Tenho aqui defronte – não, não vou mostrar – a fotografia de uma festa de fim de ano. Companhia alegre, risos e sorrisos, charutos, champanhe, lindos corpos, belos decotes. Vejo-me um pouco afastado do centro, também de charuto, champanhe, sorriso, o ar displicente de quem está ali por acaso e gostaria de se ver longe.
Esse ar é comédia e a fotografia mente. Preparo o assalto para a primeira infidelidade e movimento-me em círculos, tal lobo que marcou a ovelhinha, com a minha fisgada que desta vez a colombiana não escapa.
Em geral desanda-se-me a cabeça com loiras, mas esta morena tem bruxedo, olhos dum outro mundo, a languidez fingida da pantera com cio. Basta vê-la sentar-se, sorrir, cruzar as pernas, para compreender como mesmo os santos caem por vezes na tentação.

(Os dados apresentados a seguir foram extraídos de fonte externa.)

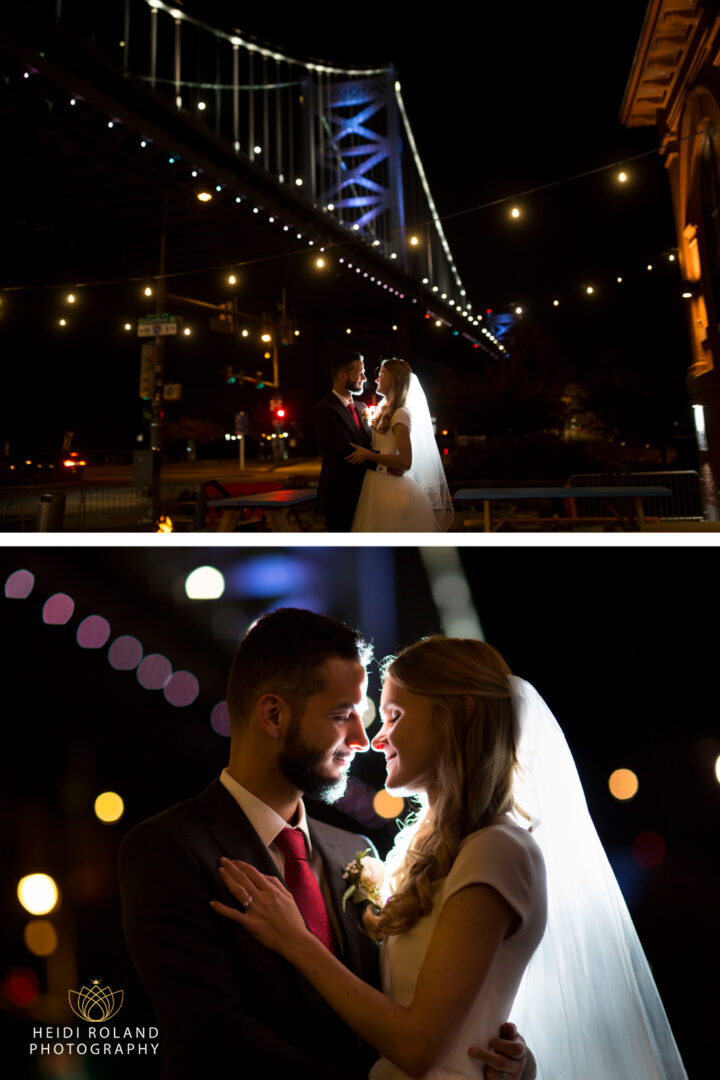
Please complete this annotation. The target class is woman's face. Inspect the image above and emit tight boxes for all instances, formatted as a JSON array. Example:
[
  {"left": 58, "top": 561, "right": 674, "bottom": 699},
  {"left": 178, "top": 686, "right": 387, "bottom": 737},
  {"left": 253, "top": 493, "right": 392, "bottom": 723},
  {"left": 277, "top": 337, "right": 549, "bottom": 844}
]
[
  {"left": 375, "top": 367, "right": 393, "bottom": 397},
  {"left": 372, "top": 675, "right": 437, "bottom": 795}
]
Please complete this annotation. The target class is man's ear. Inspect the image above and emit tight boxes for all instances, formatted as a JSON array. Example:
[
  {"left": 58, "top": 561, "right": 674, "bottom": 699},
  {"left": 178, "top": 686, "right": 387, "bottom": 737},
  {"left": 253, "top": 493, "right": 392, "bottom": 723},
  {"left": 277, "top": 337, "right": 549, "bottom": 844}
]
[{"left": 256, "top": 693, "right": 290, "bottom": 739}]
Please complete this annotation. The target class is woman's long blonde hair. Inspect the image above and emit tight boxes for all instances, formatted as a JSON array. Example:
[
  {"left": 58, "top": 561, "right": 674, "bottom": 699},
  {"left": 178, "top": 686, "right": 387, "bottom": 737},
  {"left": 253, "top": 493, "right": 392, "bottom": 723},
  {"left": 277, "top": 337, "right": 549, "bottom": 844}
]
[
  {"left": 370, "top": 356, "right": 412, "bottom": 433},
  {"left": 365, "top": 636, "right": 517, "bottom": 937}
]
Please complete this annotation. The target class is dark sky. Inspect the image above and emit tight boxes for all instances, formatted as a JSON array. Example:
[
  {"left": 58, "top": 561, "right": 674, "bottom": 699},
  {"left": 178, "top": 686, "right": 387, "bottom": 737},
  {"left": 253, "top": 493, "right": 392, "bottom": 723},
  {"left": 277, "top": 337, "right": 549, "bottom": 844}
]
[{"left": 0, "top": 0, "right": 690, "bottom": 453}]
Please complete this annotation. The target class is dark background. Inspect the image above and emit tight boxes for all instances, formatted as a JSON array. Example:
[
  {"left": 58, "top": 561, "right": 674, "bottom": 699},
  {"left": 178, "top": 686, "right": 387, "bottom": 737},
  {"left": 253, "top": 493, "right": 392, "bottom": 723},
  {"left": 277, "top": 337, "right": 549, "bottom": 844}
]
[
  {"left": 0, "top": 0, "right": 689, "bottom": 453},
  {"left": 0, "top": 546, "right": 720, "bottom": 1077}
]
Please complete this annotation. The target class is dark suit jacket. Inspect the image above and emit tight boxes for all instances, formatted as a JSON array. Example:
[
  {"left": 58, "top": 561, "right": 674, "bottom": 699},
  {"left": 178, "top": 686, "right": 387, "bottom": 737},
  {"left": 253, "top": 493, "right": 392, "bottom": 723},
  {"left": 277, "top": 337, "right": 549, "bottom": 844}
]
[
  {"left": 313, "top": 393, "right": 372, "bottom": 532},
  {"left": 119, "top": 780, "right": 378, "bottom": 1080}
]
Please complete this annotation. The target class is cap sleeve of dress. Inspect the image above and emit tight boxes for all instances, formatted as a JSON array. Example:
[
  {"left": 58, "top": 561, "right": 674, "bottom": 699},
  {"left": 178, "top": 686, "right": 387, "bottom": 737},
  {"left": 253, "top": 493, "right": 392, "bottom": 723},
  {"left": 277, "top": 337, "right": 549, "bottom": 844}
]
[
  {"left": 443, "top": 825, "right": 545, "bottom": 926},
  {"left": 390, "top": 405, "right": 410, "bottom": 431}
]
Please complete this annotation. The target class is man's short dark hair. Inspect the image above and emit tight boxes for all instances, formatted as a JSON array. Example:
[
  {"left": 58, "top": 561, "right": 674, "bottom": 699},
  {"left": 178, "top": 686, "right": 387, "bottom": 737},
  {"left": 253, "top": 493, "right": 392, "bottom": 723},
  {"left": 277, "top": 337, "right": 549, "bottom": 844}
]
[
  {"left": 226, "top": 608, "right": 372, "bottom": 729},
  {"left": 330, "top": 349, "right": 363, "bottom": 382}
]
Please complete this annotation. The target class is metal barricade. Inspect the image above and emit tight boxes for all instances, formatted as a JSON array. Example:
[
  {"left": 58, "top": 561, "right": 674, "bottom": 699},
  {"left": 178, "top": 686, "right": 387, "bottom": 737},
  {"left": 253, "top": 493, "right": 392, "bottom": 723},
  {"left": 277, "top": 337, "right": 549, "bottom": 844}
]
[{"left": 569, "top": 469, "right": 705, "bottom": 522}]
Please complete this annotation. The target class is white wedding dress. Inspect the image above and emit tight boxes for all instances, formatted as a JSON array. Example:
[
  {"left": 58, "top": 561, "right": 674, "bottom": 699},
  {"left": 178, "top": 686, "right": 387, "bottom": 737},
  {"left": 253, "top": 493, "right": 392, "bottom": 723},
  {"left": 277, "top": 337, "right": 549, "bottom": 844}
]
[
  {"left": 370, "top": 814, "right": 547, "bottom": 1080},
  {"left": 352, "top": 406, "right": 439, "bottom": 532}
]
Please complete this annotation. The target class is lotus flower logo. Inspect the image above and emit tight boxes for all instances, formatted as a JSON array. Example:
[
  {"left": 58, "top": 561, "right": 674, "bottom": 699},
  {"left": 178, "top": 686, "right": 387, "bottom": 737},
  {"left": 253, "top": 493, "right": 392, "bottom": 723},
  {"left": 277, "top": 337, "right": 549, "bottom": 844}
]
[{"left": 68, "top": 978, "right": 125, "bottom": 1024}]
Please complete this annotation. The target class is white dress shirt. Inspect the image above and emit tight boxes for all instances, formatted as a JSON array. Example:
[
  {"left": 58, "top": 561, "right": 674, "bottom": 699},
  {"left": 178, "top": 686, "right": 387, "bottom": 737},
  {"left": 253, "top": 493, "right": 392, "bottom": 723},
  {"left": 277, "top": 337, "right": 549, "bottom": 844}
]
[{"left": 220, "top": 769, "right": 342, "bottom": 951}]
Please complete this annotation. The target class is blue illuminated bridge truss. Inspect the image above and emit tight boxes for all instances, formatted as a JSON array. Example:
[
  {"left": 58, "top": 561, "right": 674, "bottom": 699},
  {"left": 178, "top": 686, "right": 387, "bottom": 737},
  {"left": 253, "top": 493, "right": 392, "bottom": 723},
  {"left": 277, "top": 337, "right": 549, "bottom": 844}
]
[{"left": 4, "top": 0, "right": 513, "bottom": 354}]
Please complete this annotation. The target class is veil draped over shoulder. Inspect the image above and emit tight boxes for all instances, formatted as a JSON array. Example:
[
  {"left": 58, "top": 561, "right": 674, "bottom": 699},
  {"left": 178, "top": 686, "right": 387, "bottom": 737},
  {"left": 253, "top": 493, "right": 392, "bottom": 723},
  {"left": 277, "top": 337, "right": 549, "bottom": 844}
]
[
  {"left": 405, "top": 374, "right": 452, "bottom": 530},
  {"left": 510, "top": 676, "right": 687, "bottom": 1080}
]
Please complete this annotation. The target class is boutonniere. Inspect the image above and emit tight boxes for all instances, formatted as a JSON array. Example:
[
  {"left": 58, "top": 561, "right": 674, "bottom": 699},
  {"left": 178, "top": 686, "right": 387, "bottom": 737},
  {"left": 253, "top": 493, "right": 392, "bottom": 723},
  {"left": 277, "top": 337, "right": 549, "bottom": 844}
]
[{"left": 342, "top": 848, "right": 385, "bottom": 914}]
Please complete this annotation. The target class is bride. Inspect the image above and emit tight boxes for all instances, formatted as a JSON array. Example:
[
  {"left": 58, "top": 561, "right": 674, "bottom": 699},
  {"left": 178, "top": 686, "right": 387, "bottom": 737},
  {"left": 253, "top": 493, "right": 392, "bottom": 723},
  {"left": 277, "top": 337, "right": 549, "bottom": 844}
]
[
  {"left": 213, "top": 637, "right": 687, "bottom": 1080},
  {"left": 345, "top": 359, "right": 452, "bottom": 532}
]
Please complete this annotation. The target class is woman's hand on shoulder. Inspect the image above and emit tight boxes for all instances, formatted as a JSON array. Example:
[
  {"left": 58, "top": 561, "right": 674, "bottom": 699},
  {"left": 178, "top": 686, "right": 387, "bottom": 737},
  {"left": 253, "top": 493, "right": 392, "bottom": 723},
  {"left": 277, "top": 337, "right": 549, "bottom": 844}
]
[
  {"left": 210, "top": 859, "right": 310, "bottom": 959},
  {"left": 345, "top": 443, "right": 371, "bottom": 465}
]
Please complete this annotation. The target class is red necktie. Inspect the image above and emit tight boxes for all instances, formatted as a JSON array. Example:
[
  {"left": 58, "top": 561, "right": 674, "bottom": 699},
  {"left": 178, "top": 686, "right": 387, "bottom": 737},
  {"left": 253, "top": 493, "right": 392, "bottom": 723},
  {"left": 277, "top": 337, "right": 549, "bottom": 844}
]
[{"left": 275, "top": 828, "right": 336, "bottom": 954}]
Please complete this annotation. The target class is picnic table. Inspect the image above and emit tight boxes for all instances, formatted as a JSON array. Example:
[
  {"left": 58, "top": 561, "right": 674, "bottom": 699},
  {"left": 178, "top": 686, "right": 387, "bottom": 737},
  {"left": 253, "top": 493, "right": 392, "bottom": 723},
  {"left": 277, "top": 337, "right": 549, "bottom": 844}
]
[
  {"left": 452, "top": 484, "right": 673, "bottom": 532},
  {"left": 207, "top": 487, "right": 316, "bottom": 532}
]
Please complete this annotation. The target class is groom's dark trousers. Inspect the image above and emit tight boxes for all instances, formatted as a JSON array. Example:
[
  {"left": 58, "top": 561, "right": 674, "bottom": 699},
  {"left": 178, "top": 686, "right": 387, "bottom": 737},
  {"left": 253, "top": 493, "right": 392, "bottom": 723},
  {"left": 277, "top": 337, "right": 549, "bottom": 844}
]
[
  {"left": 119, "top": 781, "right": 378, "bottom": 1080},
  {"left": 313, "top": 393, "right": 372, "bottom": 532}
]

Isto de contar histórias tem esse lado frustrante. O autor gasta um bocadito de tempo a dar voltas à cabeça, não sabe que começar, nem por onde, e então inventa. Sem vergonha nem problemas de consciência, desinteressado da ingenuidade do leitor – não da leitora, que essa adivinha logo – dá largas à fantasia, deita uma pitada disto e daquilo, umas promessas, um cheirinho de sexo, um bocadinho de suspense. E de repente, como o Altíssimo, que se aborreceu da Criação, deixa a história só com princípio.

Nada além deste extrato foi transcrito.